Item 8.01. Other Events. On October 8, 2020, Tempur Sealy International, Inc. (the "Company") directed The Bank of New York Mellon Trust Company, N.A., as trustee (the "Trustee") of the Company's 5.625% Senior Notes due 2023 (the "Notes"), to notify noteholders that the Company has elected to redeem, in part, the issued and outstanding Notes, pursuant to paragraph 5 of the Notes and Section 3.01 of the Indenture dated as of September 24, 2015, as amended and supplemented to date, between the Company and the Trustee (the "Indenture"), and subject to the satisfaction of the Conditions (as defined below). The Company will redeem $200,000,000 in aggregate principal amount of the $450,000,000 in aggregate principal amount of issued and outstanding Notes on November 9, 2020 (the "Redemption Date"). The Notes will be redeemed at 101.406% of their principal amount, plus the accrued and unpaid interest thereon, if any, to, but excluding, the Redemption Date. The Company intends to primarily use current cash and cash equivalents to fund the redemption. The transaction is expected to result in annual interest expense savings of approximately $5 million.
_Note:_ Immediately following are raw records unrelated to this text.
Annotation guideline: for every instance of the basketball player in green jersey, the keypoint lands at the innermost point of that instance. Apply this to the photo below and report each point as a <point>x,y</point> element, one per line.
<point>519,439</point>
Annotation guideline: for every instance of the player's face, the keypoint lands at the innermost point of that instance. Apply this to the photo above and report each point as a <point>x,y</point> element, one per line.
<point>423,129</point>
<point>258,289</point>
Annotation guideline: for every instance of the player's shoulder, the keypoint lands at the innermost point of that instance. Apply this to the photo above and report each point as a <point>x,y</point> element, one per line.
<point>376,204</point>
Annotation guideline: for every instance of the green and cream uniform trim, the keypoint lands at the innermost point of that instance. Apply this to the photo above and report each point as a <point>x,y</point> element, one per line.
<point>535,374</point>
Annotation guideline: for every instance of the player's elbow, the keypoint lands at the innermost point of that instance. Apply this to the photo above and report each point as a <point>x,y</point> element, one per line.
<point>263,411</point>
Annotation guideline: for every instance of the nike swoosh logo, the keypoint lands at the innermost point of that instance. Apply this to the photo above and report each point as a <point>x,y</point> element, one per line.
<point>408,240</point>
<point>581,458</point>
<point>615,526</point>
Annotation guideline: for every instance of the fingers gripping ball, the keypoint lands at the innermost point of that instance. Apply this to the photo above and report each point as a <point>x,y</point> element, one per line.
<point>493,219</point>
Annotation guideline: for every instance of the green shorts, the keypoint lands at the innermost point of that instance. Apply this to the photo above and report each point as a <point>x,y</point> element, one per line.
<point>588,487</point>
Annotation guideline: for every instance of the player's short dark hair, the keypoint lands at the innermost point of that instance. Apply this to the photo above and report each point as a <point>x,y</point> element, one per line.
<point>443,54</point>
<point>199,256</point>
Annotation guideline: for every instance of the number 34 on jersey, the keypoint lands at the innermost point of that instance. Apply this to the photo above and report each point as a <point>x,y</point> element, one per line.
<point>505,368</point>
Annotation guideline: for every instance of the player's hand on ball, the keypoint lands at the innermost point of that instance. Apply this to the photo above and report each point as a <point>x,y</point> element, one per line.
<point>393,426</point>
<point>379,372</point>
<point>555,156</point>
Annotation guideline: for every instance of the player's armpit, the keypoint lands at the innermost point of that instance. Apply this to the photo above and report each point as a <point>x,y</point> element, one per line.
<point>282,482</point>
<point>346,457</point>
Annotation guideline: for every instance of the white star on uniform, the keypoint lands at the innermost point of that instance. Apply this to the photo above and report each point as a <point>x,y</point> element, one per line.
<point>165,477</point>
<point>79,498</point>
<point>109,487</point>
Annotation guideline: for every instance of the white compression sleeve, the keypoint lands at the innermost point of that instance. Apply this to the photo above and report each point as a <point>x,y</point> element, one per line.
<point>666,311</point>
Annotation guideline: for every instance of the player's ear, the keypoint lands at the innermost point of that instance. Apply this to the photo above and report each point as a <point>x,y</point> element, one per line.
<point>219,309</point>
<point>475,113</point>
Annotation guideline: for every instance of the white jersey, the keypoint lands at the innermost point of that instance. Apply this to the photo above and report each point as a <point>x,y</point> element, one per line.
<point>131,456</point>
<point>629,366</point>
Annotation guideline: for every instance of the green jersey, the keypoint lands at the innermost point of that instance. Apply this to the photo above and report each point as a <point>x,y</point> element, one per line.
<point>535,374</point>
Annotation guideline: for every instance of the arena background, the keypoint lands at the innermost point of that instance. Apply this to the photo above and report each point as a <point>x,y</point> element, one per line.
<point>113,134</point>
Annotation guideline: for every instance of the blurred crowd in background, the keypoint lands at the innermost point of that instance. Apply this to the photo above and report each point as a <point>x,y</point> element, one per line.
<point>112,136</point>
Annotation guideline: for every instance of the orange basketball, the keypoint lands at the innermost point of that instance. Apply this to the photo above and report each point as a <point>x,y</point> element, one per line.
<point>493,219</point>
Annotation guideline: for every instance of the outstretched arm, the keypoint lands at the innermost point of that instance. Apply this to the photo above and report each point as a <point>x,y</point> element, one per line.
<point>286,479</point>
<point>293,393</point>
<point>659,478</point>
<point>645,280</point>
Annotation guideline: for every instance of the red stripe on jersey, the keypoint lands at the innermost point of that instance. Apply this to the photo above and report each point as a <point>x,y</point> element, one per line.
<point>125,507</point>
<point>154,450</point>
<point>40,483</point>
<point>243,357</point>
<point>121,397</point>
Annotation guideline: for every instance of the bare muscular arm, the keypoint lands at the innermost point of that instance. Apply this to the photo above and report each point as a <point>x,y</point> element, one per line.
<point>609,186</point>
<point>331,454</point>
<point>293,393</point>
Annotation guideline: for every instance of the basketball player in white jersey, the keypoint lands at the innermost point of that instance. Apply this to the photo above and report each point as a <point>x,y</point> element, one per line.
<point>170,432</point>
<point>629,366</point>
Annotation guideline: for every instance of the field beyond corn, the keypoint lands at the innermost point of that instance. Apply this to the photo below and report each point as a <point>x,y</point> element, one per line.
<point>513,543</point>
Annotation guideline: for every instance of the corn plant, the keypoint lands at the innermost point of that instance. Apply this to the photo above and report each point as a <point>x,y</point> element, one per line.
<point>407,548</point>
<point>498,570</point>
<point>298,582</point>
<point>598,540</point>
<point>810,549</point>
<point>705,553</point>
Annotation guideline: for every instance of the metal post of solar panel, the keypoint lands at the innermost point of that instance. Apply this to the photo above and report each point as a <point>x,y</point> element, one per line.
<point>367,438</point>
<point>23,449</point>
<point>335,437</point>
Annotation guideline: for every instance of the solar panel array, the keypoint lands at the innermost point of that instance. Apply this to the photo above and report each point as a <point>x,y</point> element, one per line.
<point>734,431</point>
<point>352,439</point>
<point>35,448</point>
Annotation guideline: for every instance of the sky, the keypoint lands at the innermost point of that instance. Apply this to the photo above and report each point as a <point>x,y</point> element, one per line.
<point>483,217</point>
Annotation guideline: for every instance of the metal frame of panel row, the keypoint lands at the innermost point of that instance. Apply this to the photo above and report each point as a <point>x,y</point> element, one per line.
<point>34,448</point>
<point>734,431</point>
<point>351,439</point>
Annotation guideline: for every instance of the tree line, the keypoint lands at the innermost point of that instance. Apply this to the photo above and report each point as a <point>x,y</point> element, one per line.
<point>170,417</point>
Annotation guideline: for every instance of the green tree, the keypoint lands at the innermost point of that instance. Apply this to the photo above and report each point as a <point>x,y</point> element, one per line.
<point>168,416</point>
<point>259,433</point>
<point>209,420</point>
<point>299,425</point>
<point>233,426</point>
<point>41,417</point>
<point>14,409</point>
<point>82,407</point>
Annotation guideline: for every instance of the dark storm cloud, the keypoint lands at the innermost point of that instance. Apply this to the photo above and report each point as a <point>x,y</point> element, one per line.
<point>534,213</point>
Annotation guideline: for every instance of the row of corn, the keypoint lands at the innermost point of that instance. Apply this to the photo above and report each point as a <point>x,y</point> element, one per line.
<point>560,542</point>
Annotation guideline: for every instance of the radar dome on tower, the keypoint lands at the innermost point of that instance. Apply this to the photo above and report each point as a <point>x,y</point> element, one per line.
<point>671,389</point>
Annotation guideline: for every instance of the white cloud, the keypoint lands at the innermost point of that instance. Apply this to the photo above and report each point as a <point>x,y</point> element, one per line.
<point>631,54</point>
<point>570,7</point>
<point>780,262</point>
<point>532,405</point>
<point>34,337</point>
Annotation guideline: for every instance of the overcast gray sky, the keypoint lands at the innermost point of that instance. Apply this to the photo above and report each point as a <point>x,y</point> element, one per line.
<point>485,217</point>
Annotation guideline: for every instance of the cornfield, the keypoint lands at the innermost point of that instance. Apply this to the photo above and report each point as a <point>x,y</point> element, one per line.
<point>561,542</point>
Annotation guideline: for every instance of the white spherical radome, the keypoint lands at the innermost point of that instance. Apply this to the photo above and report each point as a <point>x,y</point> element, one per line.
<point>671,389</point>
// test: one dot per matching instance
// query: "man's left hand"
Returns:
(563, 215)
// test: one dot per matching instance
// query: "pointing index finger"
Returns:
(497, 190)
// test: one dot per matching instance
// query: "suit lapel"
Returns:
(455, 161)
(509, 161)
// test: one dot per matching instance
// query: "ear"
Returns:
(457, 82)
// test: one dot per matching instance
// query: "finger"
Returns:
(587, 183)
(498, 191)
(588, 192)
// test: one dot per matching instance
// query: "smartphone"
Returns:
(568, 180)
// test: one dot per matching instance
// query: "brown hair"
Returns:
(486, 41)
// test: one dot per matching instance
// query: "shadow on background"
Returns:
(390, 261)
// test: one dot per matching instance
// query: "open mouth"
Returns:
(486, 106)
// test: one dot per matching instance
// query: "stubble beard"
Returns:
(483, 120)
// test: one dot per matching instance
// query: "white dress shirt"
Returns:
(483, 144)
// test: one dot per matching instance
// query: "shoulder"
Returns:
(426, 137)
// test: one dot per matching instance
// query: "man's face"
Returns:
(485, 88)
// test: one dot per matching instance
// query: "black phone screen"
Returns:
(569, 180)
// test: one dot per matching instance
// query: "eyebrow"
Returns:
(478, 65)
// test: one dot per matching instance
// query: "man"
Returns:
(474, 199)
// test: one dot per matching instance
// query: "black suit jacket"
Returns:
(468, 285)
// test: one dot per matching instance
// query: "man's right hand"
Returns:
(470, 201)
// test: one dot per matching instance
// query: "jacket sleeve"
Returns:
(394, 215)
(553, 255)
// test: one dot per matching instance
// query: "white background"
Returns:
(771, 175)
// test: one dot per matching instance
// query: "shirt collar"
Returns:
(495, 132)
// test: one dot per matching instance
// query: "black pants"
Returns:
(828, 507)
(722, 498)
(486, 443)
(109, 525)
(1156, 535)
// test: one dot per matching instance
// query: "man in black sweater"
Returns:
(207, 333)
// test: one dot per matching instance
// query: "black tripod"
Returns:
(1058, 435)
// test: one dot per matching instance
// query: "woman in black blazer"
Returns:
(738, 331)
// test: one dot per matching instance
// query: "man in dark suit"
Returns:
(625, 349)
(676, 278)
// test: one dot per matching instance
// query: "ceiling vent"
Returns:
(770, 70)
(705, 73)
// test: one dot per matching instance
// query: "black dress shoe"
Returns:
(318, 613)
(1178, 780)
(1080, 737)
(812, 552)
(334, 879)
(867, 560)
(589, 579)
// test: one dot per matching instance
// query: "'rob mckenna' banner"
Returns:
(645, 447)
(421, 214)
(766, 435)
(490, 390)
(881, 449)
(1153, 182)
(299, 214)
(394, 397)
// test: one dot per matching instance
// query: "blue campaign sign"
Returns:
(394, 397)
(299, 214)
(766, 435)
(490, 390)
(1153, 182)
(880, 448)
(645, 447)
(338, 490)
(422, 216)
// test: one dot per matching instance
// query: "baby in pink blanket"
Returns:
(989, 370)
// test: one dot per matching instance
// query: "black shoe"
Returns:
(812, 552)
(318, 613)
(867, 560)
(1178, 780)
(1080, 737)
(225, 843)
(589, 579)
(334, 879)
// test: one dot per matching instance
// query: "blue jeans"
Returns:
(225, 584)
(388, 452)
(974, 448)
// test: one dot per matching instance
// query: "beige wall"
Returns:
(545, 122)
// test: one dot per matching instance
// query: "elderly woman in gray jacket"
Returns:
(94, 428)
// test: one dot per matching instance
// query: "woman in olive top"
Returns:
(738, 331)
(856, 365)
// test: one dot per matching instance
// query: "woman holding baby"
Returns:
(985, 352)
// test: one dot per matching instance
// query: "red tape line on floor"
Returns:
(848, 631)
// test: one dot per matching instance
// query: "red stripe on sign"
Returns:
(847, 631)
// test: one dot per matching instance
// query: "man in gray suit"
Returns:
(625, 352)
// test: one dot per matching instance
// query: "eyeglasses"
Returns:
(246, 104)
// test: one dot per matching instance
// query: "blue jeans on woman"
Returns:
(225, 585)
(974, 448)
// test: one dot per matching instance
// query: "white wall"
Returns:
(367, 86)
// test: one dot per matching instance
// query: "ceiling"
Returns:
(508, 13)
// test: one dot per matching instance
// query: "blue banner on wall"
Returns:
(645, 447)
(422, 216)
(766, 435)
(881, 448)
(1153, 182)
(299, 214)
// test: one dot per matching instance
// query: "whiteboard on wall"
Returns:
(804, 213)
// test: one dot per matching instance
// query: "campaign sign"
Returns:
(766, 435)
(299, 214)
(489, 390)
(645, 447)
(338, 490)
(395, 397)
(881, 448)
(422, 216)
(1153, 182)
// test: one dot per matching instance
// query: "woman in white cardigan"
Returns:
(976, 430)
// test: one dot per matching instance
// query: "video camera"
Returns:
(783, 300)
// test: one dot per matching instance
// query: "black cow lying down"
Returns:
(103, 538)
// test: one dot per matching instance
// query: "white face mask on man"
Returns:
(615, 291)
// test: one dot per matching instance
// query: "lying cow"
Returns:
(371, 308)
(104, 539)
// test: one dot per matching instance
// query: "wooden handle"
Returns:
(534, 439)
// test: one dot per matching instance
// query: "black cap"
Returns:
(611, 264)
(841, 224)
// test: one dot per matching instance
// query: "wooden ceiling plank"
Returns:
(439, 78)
The redemption is conditional on the determination by the Company's Chief Financial Officer, in his sole discretion, as of the second business day before the Redemption Date, that the redemption continues to be reasonably prudent and consistent with the Company's objectives concerning liquidity, financing needs and funding costs (the "Conditions"). In the event that the Conditions are not satisfied and the Company elects to rescind the redemption notice, the Company will give written notice thereof to the Trustee no later than the business day immediately preceding the Redemption Date, and will give, or cause the Trustee to give, notice thereof to noteholders promptly thereafter.

This Current Report on Form 8-K does not constitute a notice of redemption under the Indenture, nor an offer to tender for, or purchase, any Notes or any other security.